NEW PARADIGM

Forum newsletter: What Was Still Positive About 2025 – A Look Back and Ahead – On Forum Studies and Events of the Year

From our Forum New Economy newsletter series

BY

THOMAS FRICKE

PUBLISHED

19. DECEMBER 2025

Dear friends and colleagues,

What a different kind of turning point! Just one year ago, the United States still had a government that was trying to pursue a new economic policy in line with the state of academic research — testing a new climate-policy path, for example through massive support for renewables; or pushing back against the imbalance of power in labour markets that Nobel laureates and others have criticised for a long time. One year ago, despite all the turmoil within Germany’s traffic-light coalition, work was also still under way in Germany on designing a modern industrial policy that was meant to help counter the loss of trust in democracy.

Seemingly over: 2025 saw Donald Trump roll back many of these attempts, instead threatening tariffs — and halting the transition to climate neutrality. Meanwhile, Germany embarked on a curious journey back to a long-outdated understanding of economics from the 1990s and the Agenda-2010 era — where surprisingly old ideas are suddenly circulating again, such as the notion that economic dynamism will emerge simply if people work more or spend less. What an illusion this is is demonstrated by the repeatedly downward-revised growth forecasts in 2025 and by disastrous survey results.
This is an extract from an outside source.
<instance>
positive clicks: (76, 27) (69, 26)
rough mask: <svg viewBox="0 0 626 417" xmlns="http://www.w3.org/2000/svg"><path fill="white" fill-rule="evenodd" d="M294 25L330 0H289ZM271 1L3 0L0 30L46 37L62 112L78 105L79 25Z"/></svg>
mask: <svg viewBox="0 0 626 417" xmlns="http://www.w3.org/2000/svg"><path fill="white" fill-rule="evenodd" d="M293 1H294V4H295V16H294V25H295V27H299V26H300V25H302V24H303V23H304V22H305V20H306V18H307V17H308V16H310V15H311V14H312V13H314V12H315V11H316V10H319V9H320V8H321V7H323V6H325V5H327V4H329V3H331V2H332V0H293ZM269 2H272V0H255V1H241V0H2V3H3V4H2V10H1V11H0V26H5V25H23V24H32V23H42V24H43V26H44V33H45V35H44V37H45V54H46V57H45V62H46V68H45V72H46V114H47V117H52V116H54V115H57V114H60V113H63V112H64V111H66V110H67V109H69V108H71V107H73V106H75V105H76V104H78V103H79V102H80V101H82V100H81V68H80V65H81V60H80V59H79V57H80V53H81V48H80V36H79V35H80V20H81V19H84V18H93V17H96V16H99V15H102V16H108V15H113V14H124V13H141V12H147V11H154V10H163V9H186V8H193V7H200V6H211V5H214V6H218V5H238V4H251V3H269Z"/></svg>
Perhaps this reflexive return to old kitchen-table economics is another expression of the paradigmatic vacuum left behind by the failure of market liberalism as a global guiding principle — a vacuum that, despite all modern attempts at new policymaking, has not yet been replaced by anything sufficiently convincing.

If this is true, then it was — and still is — worth continuing to work on precisely this in 2025, despite all the turmoil, and to draw lessons from more or less successful experiments in new policymaking under Joe Biden or Germany’s traffic-light coalition. For example, by better understanding why so many people feel a loss of control that leads them to doubt democracy and institutions. And why, for instance, Joe Biden, with his Inflation Reduction Act, ​did not achieve greater political success​.

By now, understanding has matured of what a proactive policy could look like — one that anticipates economic upheavals and attracts new industries at an early stage, so that social disasters like those once seen in the Rust Belt do not occur again. That a transformation fund in the small German state of Saarland can serve as a concrete example prompted economists around Dani Rodrik at Harvard University, following the Berlin Summit 2024, to produce a ​case study​, which was published recently.

Local embeddedness is essential, ​argued Saarland’s finance minister Jakob von Weizsäcker​ at the Berlin Summit 2025. This is a fundamental insight that more recent research on industrial policy is seeking to further develop under the heading of place-based policies.

Another insight that has been maturing and generating new ideas is this: it achieves little to cling to the old idea that climate protection can primarily be achieved by punishing climate-damaging behaviour through higher prices — if the principle of carbon pricing proves politically unsustainable in practice; and if raising fuel prices, for example, achieves little as long as people lack affordable alternatives in the form of reasonably priced electric vehicles with sufficient range and charging infrastructure. In that case, it may be better to subsidise much more aggressively first — and only then price the old technologies, as Eric Lonergan, Michael Grubb and Isabella Wedl argue in their ​Forum paper​ on appropriate sequencing.

Still, there were also advances in 2025: in Germany, the debt brake was finally loosened, for whose strictness there were hardly any compelling economic reasons left. The challenge now is how best to design and deploy the €500 billion package in order to ​address the dramatic long-term consequences of the austerity obsession​ of the black-zero doctrine years. This is far from trivial after decades in which it was considered improper for the state to do such things at all — and when, accordingly, no one was thinking about how to do them. Naturally.

All of these advances in understanding were drowned out by the din of tariff conflicts, nationalist clamour, or confused attempts to return to the supply-side economics of bygone times. Yet they could be extremely valuable if it becomes clear that neither noise nor retro thinking will lead people to feel more economic control again, nor avert climate crises or dramatic inequality. That the time for something new and better thought through might unexpectedly return is at least hinted at by some of the election results of recent weeks in the United States.

In this spirit, many thanks to everyone who, over the past year, has contributed ideas — or even just listened and tried to follow along. It is worth it. And it will continue to be worth it — in a year 2026 that will not, at first glance, be much easier. What is at stake is a new paradigm that once again brings people along and wins them back for democracy. That takes time.

Have a wonderful weekend — and a reflective, restful time!